Studies were identified by searching Medline (1966 through March 2008) and reviewing prior systematic reviews, reference lists, and consulting experts. Prospective cohort studies that assessed periodontal disease, Framingham risk factors, and coronary heart disease incidence in the general adult population without known CHD were reviewed and quality rated using criteria developed by the USPSTF. Meta-analysis of good and fair quality studies was conducted to determine summary estimates of the risk of CHD events associated with various categories of periodontal disease.

RESULTS

We identified seven articles of good or fair quality from seven cohorts.
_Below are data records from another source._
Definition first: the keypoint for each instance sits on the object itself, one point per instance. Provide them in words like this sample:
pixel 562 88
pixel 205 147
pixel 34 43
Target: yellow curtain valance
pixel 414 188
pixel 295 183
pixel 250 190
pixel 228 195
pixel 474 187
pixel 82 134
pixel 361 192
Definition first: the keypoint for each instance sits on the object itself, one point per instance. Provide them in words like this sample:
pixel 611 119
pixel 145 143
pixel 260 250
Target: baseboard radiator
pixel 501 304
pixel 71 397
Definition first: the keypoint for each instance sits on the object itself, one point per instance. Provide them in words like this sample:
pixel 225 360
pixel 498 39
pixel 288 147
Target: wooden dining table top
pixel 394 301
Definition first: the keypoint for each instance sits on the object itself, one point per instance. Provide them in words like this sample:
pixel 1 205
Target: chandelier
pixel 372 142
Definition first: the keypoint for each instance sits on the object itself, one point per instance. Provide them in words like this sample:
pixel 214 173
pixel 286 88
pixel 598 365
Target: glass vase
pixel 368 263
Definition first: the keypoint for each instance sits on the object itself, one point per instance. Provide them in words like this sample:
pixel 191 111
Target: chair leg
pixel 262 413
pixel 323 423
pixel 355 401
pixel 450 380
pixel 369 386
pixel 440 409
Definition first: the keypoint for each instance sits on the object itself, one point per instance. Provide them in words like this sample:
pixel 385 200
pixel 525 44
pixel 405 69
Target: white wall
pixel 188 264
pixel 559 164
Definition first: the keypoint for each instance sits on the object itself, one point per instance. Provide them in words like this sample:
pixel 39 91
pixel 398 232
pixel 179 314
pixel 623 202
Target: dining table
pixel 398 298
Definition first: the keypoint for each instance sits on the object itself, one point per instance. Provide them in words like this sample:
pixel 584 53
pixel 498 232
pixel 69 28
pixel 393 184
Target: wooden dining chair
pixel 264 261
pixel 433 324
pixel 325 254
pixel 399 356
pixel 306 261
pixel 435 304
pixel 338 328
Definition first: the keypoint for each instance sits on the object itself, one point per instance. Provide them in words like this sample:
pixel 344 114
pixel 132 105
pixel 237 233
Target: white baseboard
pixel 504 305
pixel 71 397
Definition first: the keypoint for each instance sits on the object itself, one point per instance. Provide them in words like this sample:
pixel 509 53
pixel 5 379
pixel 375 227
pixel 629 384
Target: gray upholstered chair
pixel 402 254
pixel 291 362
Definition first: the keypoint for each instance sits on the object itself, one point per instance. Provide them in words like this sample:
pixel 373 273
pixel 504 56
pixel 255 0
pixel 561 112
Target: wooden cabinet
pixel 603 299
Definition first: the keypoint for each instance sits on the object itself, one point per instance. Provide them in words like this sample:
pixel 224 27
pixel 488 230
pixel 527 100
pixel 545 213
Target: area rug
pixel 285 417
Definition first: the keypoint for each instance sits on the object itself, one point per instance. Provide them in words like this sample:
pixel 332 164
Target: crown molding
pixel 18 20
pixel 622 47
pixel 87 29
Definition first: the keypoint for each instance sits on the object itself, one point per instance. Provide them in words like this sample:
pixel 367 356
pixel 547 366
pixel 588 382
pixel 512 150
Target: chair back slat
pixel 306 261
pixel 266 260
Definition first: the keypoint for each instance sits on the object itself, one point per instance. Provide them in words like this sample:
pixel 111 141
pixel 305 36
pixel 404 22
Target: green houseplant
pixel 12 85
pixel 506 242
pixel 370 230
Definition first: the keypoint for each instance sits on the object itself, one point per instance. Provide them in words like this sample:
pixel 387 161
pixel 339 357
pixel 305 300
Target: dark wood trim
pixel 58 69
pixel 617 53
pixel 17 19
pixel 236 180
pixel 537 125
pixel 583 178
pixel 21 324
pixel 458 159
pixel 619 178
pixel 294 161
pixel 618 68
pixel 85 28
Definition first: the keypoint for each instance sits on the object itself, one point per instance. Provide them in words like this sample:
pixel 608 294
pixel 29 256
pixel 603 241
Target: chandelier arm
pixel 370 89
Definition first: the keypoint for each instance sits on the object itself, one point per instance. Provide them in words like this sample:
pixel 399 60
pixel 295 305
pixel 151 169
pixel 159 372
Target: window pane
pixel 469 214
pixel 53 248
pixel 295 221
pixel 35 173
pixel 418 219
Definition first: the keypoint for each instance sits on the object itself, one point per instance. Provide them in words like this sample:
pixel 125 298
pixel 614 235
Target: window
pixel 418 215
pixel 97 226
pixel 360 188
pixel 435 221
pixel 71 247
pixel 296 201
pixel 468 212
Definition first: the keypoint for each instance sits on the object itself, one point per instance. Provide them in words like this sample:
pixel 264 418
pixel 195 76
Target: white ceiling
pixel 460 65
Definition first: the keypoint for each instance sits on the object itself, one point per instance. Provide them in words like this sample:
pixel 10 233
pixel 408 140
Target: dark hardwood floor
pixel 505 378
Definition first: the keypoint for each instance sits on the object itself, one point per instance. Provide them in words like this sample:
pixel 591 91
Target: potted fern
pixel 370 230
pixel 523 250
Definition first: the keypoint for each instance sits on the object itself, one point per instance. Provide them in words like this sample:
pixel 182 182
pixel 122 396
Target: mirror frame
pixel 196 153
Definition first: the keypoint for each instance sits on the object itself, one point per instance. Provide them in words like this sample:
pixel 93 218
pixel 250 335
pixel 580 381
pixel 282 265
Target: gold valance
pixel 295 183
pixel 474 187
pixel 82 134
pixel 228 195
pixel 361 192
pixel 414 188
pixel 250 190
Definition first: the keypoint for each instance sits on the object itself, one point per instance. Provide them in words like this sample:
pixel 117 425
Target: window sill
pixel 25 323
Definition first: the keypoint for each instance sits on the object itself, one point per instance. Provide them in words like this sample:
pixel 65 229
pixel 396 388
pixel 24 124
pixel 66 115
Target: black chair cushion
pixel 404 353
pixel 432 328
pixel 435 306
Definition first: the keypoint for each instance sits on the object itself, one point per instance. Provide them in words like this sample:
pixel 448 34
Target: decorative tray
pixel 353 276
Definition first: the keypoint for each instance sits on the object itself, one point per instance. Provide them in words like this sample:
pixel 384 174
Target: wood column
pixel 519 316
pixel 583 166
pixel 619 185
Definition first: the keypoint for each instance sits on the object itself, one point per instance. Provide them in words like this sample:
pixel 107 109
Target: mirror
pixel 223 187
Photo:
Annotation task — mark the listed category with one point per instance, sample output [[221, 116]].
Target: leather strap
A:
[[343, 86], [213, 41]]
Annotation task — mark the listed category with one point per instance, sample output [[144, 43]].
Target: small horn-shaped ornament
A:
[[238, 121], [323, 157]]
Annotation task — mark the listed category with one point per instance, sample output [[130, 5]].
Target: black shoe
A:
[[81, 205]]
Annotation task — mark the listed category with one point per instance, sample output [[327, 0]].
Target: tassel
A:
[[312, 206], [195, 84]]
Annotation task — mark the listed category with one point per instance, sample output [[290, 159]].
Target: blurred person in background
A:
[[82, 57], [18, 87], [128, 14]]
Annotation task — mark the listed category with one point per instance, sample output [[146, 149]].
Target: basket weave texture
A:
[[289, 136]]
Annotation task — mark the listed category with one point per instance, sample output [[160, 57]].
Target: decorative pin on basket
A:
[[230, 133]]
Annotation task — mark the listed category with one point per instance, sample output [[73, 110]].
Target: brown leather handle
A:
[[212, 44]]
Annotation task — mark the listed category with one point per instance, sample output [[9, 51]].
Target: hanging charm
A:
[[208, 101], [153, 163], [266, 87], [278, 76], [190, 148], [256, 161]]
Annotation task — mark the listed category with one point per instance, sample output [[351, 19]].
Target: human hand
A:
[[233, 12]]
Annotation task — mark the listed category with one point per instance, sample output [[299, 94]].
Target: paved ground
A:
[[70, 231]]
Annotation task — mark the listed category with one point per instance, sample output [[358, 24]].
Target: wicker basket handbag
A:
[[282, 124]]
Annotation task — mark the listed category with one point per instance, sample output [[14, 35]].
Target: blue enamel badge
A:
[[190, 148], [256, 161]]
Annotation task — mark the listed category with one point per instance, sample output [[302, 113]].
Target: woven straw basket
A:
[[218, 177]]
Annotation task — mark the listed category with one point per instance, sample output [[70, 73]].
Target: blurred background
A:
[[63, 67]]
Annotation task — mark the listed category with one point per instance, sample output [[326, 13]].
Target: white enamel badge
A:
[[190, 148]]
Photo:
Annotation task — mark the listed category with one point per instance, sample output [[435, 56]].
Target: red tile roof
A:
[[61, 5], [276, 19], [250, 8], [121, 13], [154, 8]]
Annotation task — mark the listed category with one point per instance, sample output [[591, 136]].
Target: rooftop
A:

Several studies found periodontal disease to be independently associated with increased risk of CHD. Summary relative risk estimates for different categories of periodontal disease (including periodontitis, tooth loss, gingivitis, and bone loss) ranged from 1.24 (95% CI 1.01–1.51) to 1.34 (95% CI 1.10–1.63). Risk estimates were similar in subgroup analyses by gender, outcome, study quality, and method of periodontal disease assessment.

CONCLUSION

Periodontal disease is a risk factor or marker for CHD that is independent of traditional CHD risk factors, including socioeconomic status. Further research in this important area of public health is warranted.